Sorry, but I don't really understand what you mean...

----------

## erik258

your version of cpufrequtils may be configured to require modules which are no longer available or required.

----------

## kirikou

I emerged cpufreqd and cpufrequtils and even try a reboot, but I always got the same error...   :Sad: 

----------

## erik258

then perhaps it is necessary to have them as modules.  it's not unheard of for things to necessarily be modules.

----------

## kirikou

I put it in hard in the kernel because of the Power Management Guide of Gentoo (http://www.gentoo.org/doc/en/power-management-guide.xml).

Anyway, I'll try to put it as a module.

Thanks!

----------

## kirikou

I try to put it as a module, but I noticed no changes... I really don't understand... any other ideas maybe ? I'm short of them   :Sad: 

----------

## kirikou

Does anybody have this problem too?

I can past my .config if needed, other any other configuration file that might help you to help me!!

Thanks!!

----------

## d2_racing

It's the first time that I see that... I'm very curious about that problem...

I don't know what can cause this problem.

Maybe...can you post your /proc/cpuinfo with an old kernel and after that boot with your new kernel and post /proc/cpuinfo...

----------

## kirikou

The problem is that I haven't any old kernel...

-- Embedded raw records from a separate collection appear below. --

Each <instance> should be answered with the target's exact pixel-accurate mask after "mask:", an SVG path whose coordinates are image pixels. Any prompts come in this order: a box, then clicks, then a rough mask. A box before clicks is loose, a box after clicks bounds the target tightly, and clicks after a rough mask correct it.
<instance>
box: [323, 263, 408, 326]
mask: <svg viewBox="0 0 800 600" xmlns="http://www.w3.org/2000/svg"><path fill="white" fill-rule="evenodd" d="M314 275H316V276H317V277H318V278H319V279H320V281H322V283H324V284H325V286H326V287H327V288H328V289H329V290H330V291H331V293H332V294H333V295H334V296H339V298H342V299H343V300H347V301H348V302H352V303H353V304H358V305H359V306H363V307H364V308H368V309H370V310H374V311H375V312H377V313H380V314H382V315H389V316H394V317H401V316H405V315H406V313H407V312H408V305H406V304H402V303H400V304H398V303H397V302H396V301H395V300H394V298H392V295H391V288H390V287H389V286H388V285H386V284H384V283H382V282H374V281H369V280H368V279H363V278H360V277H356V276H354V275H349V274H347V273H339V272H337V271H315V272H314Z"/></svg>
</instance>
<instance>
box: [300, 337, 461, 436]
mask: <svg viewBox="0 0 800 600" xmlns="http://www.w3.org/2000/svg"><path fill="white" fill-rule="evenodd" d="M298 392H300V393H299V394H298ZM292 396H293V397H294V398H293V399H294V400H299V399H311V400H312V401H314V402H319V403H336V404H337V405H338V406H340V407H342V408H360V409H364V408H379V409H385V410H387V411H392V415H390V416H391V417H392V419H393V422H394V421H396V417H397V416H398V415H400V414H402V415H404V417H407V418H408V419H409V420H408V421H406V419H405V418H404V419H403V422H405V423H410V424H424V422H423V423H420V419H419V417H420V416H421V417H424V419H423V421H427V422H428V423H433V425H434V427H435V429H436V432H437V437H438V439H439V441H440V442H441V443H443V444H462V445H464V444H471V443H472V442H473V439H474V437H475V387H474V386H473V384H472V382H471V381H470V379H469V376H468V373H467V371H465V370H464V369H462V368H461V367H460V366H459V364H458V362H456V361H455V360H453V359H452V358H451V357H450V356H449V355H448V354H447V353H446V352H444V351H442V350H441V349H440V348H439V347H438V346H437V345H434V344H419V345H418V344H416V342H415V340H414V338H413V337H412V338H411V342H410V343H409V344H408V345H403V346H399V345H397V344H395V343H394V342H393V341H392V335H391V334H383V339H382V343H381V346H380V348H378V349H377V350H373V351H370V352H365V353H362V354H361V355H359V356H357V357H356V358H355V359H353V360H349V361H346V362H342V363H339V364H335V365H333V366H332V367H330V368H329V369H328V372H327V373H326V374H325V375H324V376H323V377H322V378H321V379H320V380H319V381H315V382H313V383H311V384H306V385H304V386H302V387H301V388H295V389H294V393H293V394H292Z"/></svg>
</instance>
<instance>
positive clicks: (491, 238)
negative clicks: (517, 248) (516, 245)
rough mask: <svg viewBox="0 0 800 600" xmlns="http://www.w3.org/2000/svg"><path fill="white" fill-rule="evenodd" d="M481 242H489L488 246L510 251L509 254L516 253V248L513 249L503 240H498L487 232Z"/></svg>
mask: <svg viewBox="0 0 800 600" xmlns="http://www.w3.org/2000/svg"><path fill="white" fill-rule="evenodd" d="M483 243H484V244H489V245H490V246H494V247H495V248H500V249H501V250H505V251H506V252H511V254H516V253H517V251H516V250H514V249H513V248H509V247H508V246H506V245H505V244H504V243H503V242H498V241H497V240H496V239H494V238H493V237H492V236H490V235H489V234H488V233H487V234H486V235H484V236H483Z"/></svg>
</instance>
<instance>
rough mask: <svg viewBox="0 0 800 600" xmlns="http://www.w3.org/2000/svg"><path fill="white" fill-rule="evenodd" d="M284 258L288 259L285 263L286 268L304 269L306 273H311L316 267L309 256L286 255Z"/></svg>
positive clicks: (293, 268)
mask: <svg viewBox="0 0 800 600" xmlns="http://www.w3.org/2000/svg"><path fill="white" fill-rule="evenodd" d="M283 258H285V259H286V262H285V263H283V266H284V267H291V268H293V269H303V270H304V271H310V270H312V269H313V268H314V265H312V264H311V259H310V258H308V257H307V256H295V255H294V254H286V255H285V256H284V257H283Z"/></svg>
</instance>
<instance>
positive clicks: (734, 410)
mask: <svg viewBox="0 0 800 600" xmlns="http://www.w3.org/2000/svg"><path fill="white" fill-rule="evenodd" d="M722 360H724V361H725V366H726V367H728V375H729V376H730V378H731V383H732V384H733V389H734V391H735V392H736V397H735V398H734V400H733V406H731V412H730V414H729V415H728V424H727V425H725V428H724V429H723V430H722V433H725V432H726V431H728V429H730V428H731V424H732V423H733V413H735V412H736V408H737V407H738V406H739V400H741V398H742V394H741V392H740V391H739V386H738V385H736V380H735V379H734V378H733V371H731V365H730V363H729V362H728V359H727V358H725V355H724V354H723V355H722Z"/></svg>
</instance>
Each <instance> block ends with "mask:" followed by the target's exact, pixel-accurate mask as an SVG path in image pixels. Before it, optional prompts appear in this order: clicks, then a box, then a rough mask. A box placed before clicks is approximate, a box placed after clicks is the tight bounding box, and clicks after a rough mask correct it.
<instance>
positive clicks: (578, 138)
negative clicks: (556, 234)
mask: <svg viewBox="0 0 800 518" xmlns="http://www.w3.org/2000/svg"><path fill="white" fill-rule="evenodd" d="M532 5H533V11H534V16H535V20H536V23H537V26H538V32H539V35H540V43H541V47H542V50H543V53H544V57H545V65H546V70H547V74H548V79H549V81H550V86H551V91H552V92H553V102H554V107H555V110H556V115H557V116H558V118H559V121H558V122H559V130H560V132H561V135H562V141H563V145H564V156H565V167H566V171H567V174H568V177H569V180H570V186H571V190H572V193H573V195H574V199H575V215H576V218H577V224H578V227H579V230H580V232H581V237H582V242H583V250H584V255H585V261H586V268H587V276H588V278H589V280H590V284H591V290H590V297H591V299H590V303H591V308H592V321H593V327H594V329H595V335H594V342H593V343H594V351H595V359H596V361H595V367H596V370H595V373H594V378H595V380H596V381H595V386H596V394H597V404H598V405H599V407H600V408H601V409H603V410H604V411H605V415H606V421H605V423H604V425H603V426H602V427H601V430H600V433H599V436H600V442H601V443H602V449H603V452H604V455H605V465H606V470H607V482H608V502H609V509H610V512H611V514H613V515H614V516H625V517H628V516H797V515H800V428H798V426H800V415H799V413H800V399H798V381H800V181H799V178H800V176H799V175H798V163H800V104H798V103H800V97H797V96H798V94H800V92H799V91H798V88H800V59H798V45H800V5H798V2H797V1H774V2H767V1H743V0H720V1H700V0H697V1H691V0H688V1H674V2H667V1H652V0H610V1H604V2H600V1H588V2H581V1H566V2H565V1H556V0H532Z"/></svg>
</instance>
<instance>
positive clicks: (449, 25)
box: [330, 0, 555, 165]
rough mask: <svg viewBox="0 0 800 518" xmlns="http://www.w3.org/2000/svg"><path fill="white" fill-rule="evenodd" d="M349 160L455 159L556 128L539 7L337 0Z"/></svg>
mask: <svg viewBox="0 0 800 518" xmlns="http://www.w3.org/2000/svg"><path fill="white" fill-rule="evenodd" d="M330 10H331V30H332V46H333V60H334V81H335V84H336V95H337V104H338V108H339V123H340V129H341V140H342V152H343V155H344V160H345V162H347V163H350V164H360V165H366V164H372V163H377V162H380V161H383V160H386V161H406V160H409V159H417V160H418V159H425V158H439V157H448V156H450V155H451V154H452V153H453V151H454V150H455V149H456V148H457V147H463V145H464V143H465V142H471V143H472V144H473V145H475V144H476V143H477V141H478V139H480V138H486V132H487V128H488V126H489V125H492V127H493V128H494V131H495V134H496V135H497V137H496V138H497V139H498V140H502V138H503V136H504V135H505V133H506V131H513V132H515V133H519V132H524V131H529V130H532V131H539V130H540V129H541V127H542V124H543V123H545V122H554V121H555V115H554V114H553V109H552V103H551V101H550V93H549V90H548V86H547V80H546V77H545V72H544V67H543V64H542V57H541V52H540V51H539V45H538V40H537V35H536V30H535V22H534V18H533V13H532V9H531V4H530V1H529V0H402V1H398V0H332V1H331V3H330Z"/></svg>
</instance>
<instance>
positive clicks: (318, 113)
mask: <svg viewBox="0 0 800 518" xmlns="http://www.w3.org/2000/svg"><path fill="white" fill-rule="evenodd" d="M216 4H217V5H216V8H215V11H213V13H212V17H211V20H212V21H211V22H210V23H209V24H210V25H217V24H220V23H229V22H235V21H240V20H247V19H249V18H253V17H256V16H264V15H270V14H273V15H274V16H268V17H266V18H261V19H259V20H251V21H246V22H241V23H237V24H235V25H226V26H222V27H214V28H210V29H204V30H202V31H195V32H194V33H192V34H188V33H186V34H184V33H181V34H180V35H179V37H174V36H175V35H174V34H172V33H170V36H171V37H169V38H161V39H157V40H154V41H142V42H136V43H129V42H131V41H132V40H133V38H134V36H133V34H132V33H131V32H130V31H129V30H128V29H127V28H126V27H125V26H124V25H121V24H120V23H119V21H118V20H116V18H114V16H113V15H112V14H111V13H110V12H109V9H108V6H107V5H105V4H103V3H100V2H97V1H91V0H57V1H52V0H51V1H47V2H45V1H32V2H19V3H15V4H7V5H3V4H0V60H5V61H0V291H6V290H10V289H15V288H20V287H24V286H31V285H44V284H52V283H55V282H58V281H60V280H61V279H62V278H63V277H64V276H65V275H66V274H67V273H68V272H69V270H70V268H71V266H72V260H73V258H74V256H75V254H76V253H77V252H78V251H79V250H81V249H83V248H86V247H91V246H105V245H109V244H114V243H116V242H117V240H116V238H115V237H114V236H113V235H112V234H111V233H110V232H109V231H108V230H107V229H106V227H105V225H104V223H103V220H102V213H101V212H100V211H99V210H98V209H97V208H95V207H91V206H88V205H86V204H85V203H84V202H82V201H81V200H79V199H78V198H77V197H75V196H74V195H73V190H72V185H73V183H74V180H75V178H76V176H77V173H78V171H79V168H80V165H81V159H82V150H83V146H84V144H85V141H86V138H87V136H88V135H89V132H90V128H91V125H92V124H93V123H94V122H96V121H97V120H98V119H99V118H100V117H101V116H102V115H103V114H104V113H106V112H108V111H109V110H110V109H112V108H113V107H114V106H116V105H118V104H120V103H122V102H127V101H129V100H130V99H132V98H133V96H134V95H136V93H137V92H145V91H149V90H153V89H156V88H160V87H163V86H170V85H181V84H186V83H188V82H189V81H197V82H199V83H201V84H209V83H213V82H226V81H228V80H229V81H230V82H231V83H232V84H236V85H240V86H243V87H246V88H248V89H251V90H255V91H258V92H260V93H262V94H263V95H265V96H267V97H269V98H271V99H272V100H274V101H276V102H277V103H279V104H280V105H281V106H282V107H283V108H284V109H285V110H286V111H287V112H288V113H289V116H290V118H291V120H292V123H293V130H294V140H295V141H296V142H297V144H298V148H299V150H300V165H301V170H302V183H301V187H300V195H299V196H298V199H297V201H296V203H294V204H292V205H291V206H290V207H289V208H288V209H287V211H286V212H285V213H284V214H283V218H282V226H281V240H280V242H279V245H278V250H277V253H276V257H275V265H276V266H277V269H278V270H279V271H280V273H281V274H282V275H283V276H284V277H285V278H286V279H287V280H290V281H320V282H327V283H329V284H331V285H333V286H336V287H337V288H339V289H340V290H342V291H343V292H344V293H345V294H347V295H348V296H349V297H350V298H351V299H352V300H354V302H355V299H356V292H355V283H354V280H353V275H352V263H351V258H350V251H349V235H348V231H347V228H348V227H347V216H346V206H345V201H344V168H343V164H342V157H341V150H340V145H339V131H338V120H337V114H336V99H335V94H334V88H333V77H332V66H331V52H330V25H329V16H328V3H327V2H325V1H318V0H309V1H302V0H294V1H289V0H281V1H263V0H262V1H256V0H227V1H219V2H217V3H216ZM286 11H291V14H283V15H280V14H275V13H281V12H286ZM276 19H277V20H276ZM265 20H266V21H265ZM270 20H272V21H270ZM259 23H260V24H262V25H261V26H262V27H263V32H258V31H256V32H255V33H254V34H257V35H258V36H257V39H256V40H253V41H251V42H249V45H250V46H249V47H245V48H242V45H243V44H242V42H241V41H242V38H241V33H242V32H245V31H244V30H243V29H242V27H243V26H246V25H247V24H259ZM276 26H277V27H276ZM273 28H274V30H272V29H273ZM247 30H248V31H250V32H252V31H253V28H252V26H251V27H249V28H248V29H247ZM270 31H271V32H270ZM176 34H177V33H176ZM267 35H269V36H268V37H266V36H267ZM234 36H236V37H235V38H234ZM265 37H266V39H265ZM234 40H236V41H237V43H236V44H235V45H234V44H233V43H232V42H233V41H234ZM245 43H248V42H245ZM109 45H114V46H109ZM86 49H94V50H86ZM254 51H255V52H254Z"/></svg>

What do you propose? I use gentoo-source-2.6.22-r6... but I can try to compile a gentoo-source-2.6.22-r8... don't know if it might change something...

I really don't have any more ideas... I always configured my kernel in the same way and never had problems before. All seems to be well configured, but it doesn't work anyway.  :Sad: 

I've just upgraded to kernel-2.6-23, but the problem remain... 

Any ideas of what I've forgotten in my kernel (I don't see any other possible explanation...)

Thanks.

----------

## lodder_

 *kirikou wrote:*   

> The problem is that I haven't any old kernel...
> 
> What do you propose? I use gentoo-source-2.6.22-r6... but I can try to compile a gentoo-source-2.6.22-r8... don't know if it might change something...
> 
> I really don't have any more ideas... I always configured my kernel in the same way and never had problems before. All seems to be well configured, but it doesn't work anyway. 
> ...

 

Have you been able to solve it?

----------

## freakant

I was experiencing the same problem and solved it setting the exact kernel configuration shown on this post:

https://forums.gentoo.org/viewtopic-p-4483781.html#4483781

----------